AJAX-Tips Tutorials
AJAX-TipsCram Everything to your Webpage
You have one page to render everything: news, quote of the day, embedded small online games and even your blog. You can create a page wherein your visitors can scroll down for information but too much scrolling is really annoying. You have to build a website where everything has to be crammed but will never sacrifice the overall lay-out of the website. During the days of HTML, developers are just resigned to the simple fact that everything could never be placed in a single webpage.
Then came Ajax and more specifically, JavaScript. Using the powerful interactivity of JavaScript and HTML for page layout and display, you got yourself a very powerful tool to build a website. You will not have to think where to place all that information in one place and your users will never have to scroll again. There is a command in Ajax that lets users choose what they want to read by hiding some parts of the page.
To understand this completely, let us take a look at these functions that enable these actions:
toggle_visible ()
To use that function you have to wrap your document as a parameter first. That sounds like a very big step but it is actually a small command added to parts of the webpage. By rebuilding the information, you will be able to control them like you are controlling a button or another function of the webpage.
Each article that you have written should be rendered this way – or at least the things that you wanted to be hidden when they are not used.
Aside from this simple function, there are additional parameters that you should add to your article so that it could be retrieved.
First is the el.style.visibility parameter. This parameter ensures that you see nothing when they should be. This parameter will check if the information is visible. If it does, it will be invisible when it is not in use. But it will be back once the information is needed once again by the user.
That function does not end there. You might have done something with the visibility, but not on the overall look of the information. By invoking the “hidden” parameter, you render the information invisible however; you still have to deal with space it has left. If you do not close the space, the hidden function will never be effective.

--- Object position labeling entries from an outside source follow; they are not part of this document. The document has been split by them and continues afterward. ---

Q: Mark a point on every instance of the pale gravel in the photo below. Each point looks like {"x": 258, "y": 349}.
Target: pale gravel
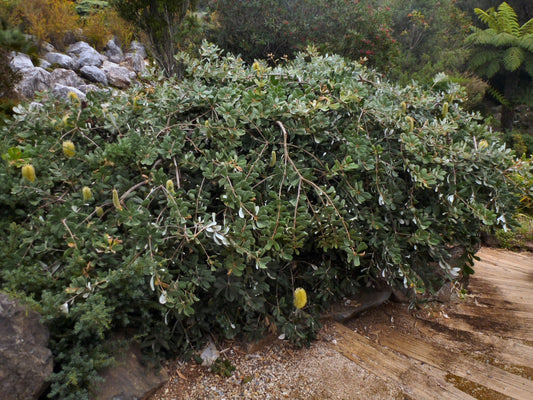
{"x": 279, "y": 371}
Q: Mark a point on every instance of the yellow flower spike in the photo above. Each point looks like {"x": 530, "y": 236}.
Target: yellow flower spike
{"x": 411, "y": 123}
{"x": 170, "y": 186}
{"x": 273, "y": 159}
{"x": 87, "y": 193}
{"x": 483, "y": 144}
{"x": 28, "y": 172}
{"x": 300, "y": 298}
{"x": 116, "y": 200}
{"x": 74, "y": 97}
{"x": 445, "y": 109}
{"x": 69, "y": 149}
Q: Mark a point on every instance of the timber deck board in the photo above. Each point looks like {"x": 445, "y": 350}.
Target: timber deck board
{"x": 485, "y": 339}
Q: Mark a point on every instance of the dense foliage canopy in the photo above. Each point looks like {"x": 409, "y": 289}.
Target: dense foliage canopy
{"x": 186, "y": 208}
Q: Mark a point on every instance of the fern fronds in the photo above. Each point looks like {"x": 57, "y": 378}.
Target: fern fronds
{"x": 487, "y": 17}
{"x": 497, "y": 95}
{"x": 527, "y": 28}
{"x": 513, "y": 58}
{"x": 508, "y": 19}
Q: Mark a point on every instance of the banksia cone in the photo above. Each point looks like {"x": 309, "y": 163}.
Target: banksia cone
{"x": 69, "y": 149}
{"x": 300, "y": 298}
{"x": 87, "y": 194}
{"x": 170, "y": 186}
{"x": 273, "y": 158}
{"x": 445, "y": 109}
{"x": 116, "y": 200}
{"x": 28, "y": 172}
{"x": 411, "y": 123}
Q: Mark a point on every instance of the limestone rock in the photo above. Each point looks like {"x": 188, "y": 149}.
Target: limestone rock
{"x": 94, "y": 74}
{"x": 62, "y": 60}
{"x": 118, "y": 76}
{"x": 85, "y": 54}
{"x": 130, "y": 379}
{"x": 114, "y": 52}
{"x": 62, "y": 92}
{"x": 65, "y": 77}
{"x": 137, "y": 48}
{"x": 26, "y": 361}
{"x": 20, "y": 62}
{"x": 136, "y": 62}
{"x": 77, "y": 48}
{"x": 33, "y": 80}
{"x": 90, "y": 57}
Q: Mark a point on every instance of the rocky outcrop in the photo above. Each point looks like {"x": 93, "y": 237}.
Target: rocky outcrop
{"x": 118, "y": 76}
{"x": 80, "y": 70}
{"x": 26, "y": 361}
{"x": 130, "y": 379}
{"x": 94, "y": 74}
{"x": 33, "y": 80}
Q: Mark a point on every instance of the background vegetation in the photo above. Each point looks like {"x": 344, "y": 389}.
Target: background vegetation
{"x": 199, "y": 200}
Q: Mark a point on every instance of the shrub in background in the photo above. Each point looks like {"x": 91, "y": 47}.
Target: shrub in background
{"x": 278, "y": 29}
{"x": 197, "y": 207}
{"x": 100, "y": 26}
{"x": 47, "y": 20}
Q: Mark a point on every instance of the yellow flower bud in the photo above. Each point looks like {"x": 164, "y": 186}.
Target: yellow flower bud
{"x": 87, "y": 193}
{"x": 273, "y": 158}
{"x": 116, "y": 200}
{"x": 69, "y": 149}
{"x": 445, "y": 109}
{"x": 482, "y": 144}
{"x": 411, "y": 123}
{"x": 300, "y": 298}
{"x": 170, "y": 186}
{"x": 28, "y": 172}
{"x": 73, "y": 97}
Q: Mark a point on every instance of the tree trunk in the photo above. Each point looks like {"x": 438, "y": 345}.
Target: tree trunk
{"x": 509, "y": 91}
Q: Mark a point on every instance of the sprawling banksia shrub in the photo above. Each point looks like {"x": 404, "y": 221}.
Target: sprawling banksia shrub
{"x": 313, "y": 175}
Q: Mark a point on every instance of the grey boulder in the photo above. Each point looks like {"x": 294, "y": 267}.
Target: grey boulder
{"x": 62, "y": 60}
{"x": 20, "y": 62}
{"x": 26, "y": 360}
{"x": 33, "y": 80}
{"x": 94, "y": 74}
{"x": 63, "y": 92}
{"x": 114, "y": 52}
{"x": 120, "y": 77}
{"x": 65, "y": 77}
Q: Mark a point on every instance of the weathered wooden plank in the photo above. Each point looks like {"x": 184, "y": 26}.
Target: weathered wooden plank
{"x": 481, "y": 373}
{"x": 417, "y": 383}
{"x": 510, "y": 351}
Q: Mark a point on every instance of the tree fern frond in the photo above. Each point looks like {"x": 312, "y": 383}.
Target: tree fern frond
{"x": 491, "y": 69}
{"x": 487, "y": 17}
{"x": 527, "y": 28}
{"x": 513, "y": 58}
{"x": 526, "y": 42}
{"x": 482, "y": 57}
{"x": 497, "y": 95}
{"x": 482, "y": 37}
{"x": 504, "y": 39}
{"x": 508, "y": 19}
{"x": 527, "y": 65}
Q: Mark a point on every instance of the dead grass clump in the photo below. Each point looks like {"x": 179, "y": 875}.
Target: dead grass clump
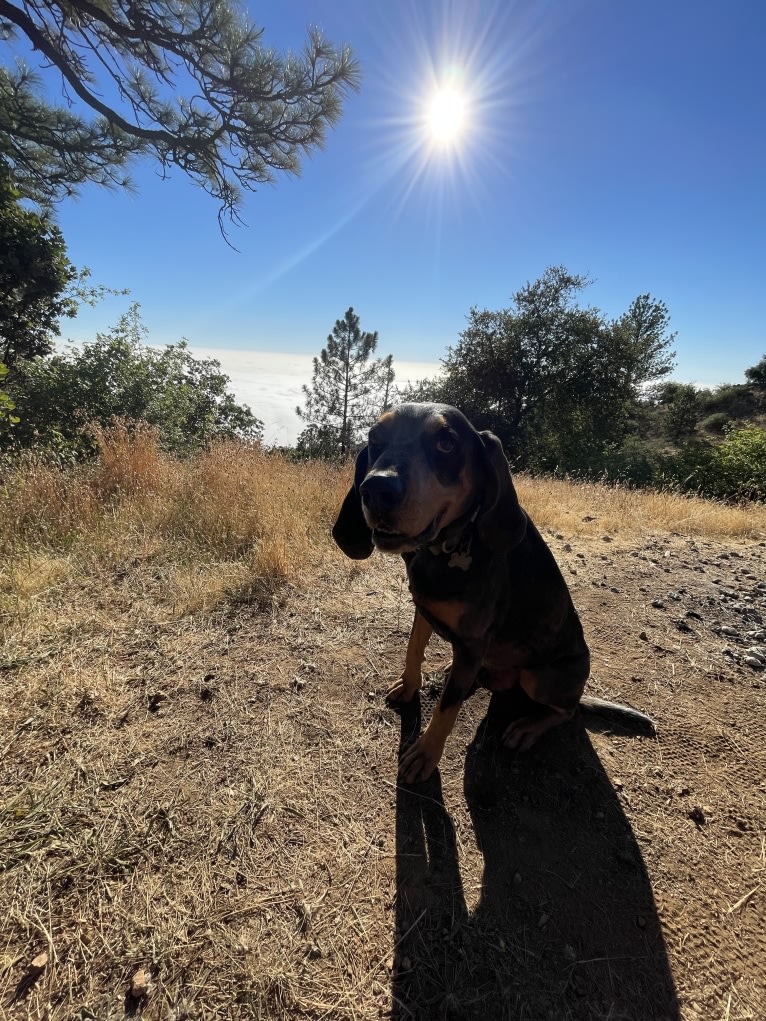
{"x": 42, "y": 502}
{"x": 235, "y": 500}
{"x": 130, "y": 460}
{"x": 592, "y": 508}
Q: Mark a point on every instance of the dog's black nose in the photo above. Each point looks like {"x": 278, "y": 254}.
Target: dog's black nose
{"x": 381, "y": 492}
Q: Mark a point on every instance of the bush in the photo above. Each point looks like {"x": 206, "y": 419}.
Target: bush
{"x": 738, "y": 465}
{"x": 716, "y": 423}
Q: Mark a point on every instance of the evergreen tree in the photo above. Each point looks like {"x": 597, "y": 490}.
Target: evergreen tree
{"x": 347, "y": 392}
{"x": 187, "y": 82}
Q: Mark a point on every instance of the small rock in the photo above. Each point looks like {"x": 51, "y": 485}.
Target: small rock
{"x": 39, "y": 964}
{"x": 697, "y": 816}
{"x": 140, "y": 984}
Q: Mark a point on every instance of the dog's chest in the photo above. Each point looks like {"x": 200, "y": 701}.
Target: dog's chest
{"x": 451, "y": 595}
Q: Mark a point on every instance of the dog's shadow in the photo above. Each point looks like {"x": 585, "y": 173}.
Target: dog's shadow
{"x": 565, "y": 926}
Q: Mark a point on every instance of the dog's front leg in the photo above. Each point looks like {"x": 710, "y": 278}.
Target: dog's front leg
{"x": 411, "y": 681}
{"x": 421, "y": 759}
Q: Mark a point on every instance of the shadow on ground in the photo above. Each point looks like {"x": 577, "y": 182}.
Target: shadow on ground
{"x": 566, "y": 925}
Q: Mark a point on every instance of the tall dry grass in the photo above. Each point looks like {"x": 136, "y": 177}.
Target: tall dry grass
{"x": 236, "y": 521}
{"x": 240, "y": 502}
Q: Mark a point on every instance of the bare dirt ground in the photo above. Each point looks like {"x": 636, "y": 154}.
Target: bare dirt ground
{"x": 209, "y": 801}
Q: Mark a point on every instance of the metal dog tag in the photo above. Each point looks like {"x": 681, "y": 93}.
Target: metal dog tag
{"x": 462, "y": 561}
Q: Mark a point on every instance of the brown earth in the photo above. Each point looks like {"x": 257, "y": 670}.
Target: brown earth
{"x": 214, "y": 803}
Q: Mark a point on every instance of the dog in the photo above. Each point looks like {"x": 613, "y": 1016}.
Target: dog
{"x": 432, "y": 488}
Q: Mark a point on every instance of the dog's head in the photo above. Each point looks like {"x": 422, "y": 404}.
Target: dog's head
{"x": 424, "y": 468}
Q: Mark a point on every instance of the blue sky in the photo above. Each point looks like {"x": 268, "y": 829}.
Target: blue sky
{"x": 624, "y": 140}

To close that space you need another parameter – el.style.display. Display will suggest how the specific article will behave in the webpage. At this point you suggest the parameter “none” so that it will not take up any space.
Transforming data into a simple function is just a matter of inserting these functions. When you are able to do that, you do not even have to look for additional functions to wrap the information as a function with specific behavior. The best part of this function is that it does not limit you to very small information but to wide spaces of a webpage as well. That way, you can cram more than two pages in your webpage at the same time without looking very bad.